The scammers, pretending to be from the Internal Revenue Service, crafted a new scheme this spring that targets college students, professors and others who use an .edu email address.
The IRS has heard plenty about this new impersonation scam in recent weeks, and put out an alert Tuesday.
“The phishing emails appear to target university and college students from both public and private, profit and nonprofit institutions,” the alert said.
Maybe you filed a tax return back in February and wonder what happened to your refund cash? If you’re busy, you might not think twice when you get an email that looks like the IRS needs more information to process that refund.
“These crooks know that many people are eagerly awaiting their tax refund and may not look closer at who actually sent the email,” said Luis D. Garcia, an IRS spokesperson in Detroit.
“It’s not as if educators and students don’t already have enough to worry about but these criminals are relentless.”
If you click on that phony link, you’re going to be asked to verify or supply some information that you should never hand over to strangers.
Your Social Security number. Your driver’s license number. Your prior year’s adjusted gross income. Your electronic filing Identity Protection PIN that is used to file a tax return.

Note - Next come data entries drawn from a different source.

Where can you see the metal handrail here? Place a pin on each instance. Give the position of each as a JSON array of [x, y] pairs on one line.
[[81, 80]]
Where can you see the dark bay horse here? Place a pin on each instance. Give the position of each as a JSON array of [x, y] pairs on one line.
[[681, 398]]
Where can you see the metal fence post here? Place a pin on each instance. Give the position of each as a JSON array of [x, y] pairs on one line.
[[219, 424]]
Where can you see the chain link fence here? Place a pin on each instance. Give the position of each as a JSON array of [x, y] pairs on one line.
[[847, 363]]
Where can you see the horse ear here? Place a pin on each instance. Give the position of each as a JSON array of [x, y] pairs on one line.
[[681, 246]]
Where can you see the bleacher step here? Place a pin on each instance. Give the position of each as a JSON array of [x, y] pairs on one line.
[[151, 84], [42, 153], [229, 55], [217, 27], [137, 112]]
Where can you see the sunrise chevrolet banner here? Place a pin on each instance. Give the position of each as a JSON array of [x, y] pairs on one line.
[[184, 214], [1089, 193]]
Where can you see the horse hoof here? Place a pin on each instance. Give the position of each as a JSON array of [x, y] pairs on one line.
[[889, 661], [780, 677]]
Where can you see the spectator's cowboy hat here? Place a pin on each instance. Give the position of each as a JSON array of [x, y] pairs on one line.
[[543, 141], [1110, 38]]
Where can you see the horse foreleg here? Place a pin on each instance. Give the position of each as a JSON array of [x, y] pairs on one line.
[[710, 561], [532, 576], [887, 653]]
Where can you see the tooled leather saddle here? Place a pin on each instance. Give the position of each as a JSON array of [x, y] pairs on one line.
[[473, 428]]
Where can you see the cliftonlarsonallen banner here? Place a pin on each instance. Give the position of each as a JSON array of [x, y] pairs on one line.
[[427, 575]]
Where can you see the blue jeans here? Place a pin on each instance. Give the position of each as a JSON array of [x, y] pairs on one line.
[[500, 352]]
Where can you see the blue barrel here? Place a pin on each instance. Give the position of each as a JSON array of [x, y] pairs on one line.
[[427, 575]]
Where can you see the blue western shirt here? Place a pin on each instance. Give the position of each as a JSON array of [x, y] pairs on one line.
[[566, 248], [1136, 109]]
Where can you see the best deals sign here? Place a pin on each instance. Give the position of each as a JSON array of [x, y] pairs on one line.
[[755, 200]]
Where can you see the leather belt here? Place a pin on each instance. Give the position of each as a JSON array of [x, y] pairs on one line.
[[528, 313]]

The kicker: An Identity Protection PIN, known as an IP PIN by tax professionals, is a six-digit number that is designed to stop crooks from filing a tax return using your Social Security number. The actual number for the IP PIN is known only to you and the IRS – unless, of course, you unwittingly hand it over when a phishing email shows up.
“This scam is particularly insidious because they’re asking for the ID theft protection PIN that some taxpayers have to protect themselves from this very scam,” Garcia said.
Don’t click on any links if you see this scam email. You can, according to the IRS, save the email using “save as” and then send that attachment to email@example.com, or forward the email as an attachment to firstname.lastname@example.org.
The IRS said taxpayers who believe they let important information slip can obtain an Identity Protection PIN through a voluntary opt-in program available at IRS.gov.